Junto com seu amigo, Prabhu, deu a ela um pouco de dinheiro para comprar comida. Então, Bala escreveu no Facebook sobre o que havia acontecido. “Em um dia, arrecadei 120.000 rúpias (US$ 1.670, ou R$ 7 mil). Quando contei a Prema, ela ficou muito feliz e disse que era o suficiente para pagar a maior parte de seu empréstimo.”

Mas, a pedido de Prema, a captação de recursos foi interrompida. “Ela disse que voltaria ao trabalho e pagaria o resto”, disse Bala. Agora ela precisa pagar cerca de 700 rúpias (US$ 10 ou R$ 41) por mês para diferentes credores.

Autoridades do governo também prometeram ajudá-la a montar seu próprio comércio.

Infelizmente, a história de Prema não é única. Segundo o Banco Mundial, a Índia abriga o segundo maior número de pessoas extremamente pobres (que ganham menos de US$ 1,90 por dia) no mundo, atrás apenas da Nigéria.

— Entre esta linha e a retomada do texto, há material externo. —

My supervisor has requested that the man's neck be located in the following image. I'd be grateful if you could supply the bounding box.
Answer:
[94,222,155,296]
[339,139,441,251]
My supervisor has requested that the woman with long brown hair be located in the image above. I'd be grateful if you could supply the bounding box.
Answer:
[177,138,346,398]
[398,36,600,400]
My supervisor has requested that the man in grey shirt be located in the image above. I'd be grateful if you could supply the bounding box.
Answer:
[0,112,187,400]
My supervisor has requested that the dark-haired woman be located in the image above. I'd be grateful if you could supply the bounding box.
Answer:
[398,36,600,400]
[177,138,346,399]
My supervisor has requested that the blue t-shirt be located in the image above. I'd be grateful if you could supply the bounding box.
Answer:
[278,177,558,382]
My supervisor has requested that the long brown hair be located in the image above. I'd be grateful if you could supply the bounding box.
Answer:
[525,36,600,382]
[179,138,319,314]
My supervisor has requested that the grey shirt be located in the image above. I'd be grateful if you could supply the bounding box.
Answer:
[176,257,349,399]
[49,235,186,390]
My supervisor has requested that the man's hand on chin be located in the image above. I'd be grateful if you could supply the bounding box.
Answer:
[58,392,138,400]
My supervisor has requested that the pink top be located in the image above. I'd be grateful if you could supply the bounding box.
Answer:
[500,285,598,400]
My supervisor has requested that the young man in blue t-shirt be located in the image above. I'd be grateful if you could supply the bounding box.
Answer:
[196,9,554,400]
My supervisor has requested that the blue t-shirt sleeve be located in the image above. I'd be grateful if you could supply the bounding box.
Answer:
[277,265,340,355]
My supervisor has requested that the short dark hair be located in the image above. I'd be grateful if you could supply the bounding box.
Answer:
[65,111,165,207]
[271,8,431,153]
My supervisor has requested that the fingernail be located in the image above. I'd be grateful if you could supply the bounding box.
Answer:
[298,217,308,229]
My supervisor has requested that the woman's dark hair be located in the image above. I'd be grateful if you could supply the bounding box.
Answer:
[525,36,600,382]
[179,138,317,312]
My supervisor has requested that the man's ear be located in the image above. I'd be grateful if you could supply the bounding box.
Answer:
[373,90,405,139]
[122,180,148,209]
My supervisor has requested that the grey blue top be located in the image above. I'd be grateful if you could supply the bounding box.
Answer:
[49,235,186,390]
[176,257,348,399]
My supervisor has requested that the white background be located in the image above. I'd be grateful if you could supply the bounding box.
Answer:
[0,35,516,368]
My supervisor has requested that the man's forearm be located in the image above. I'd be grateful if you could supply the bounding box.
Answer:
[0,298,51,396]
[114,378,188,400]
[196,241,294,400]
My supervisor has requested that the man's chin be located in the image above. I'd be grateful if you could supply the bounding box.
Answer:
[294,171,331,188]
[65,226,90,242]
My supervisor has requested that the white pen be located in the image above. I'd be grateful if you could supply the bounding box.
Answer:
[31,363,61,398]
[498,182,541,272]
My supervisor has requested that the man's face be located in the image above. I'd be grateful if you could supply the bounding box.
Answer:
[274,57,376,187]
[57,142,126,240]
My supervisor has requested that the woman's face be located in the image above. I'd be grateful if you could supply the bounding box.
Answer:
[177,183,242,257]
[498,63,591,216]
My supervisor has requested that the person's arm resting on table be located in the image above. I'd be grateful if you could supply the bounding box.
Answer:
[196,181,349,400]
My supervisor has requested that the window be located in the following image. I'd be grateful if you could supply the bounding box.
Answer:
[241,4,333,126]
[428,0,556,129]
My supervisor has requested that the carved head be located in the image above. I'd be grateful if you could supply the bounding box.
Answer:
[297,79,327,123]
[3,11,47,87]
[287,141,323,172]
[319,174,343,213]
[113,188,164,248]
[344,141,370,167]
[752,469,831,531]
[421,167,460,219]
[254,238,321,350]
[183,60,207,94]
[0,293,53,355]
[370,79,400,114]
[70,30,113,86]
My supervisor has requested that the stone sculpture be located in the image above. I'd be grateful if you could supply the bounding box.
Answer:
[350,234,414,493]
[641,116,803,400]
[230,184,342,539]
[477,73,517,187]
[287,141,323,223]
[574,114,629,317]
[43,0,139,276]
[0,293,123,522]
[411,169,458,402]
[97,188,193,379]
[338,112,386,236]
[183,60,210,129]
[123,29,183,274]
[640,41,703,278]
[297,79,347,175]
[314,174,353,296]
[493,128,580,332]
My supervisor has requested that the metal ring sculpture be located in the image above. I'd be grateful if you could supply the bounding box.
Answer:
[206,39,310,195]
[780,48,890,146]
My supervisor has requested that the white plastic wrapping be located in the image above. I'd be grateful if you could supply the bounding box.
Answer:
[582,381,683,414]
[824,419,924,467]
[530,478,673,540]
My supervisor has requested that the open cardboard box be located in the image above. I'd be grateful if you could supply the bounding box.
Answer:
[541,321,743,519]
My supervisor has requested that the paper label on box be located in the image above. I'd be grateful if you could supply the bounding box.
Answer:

“Agora percebo que foi a decisão errada (de tentar suicídio). Vou conseguir pagar o restante do empréstimo.” Prema diz que ficou impressionada com a ajuda que recebeu de pessoas desconhecidas, e disse que foi fundamental para que ela se animasse.

Algumas histórias reais conseguem ser mais surpreendentes que a ficção.